The below command will setup the 192.168.32.2 address on localhost to communicate with 192.168.32.1 on the server host over a VPN. If you use the 192.168.32.1 address you should be able to connect to network services on the server as though it was on the LAN.

The first location just sets up a local TUN device with an address and brings the network interface up. The second location will ssh into the server machine and run socat there to connect the standard IO of the ssh session to a TUN device on the server. The -d -d options can be selectively removed to remove the debugging chatter from the local and remote socat processes but are very informative when experimenting.

# socat -d -d  \
TUN:192.168.32.2/24,up \
SYSTEM:"ssh root@server socat -d -d - 'TUN:192.168.32.1/24,up'"
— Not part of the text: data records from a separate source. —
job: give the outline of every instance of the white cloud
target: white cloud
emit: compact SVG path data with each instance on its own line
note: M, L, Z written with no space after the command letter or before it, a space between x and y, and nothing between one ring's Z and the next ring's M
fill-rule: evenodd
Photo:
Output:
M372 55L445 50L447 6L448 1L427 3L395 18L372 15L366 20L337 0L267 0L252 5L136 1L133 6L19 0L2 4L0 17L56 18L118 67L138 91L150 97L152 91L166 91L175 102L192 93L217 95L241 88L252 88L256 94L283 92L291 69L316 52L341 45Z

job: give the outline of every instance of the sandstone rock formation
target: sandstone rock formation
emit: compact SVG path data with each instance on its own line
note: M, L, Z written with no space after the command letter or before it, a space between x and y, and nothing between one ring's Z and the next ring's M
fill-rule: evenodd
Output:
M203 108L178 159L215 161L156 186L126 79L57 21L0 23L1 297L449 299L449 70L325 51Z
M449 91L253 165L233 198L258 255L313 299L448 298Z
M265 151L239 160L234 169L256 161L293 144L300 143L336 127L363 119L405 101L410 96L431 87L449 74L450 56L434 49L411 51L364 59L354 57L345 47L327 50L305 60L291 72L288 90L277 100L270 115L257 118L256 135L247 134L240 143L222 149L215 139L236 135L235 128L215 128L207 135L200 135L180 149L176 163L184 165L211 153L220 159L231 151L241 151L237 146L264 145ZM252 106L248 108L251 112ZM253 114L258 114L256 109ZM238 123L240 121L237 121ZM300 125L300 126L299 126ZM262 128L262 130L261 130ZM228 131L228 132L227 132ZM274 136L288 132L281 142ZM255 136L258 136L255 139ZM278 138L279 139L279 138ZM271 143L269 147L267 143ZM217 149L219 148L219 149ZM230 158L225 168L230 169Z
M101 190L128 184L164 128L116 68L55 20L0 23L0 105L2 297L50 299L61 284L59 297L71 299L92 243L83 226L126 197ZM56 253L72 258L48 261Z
You might need to be root to create TUN devices. If socat can not make them as the current user you will see a message like the below.

2009/04/23 14:41:09 socat[17930] E ioctl(3, TUNSETIFF, {""}: Operation not permitted

socat is a great tool to have in your collective command line toolbox. There are options to use socat with tcpwrappers, and a huge array of the parameters that can be set on sockets and other through other low level system calls can be tweaked through parameters to socat.

The ability to setup a makeshift VPN using ssh for data protection using a one line command could be just what you are after when you want to get at a few services without needing to research which ports you need to forward.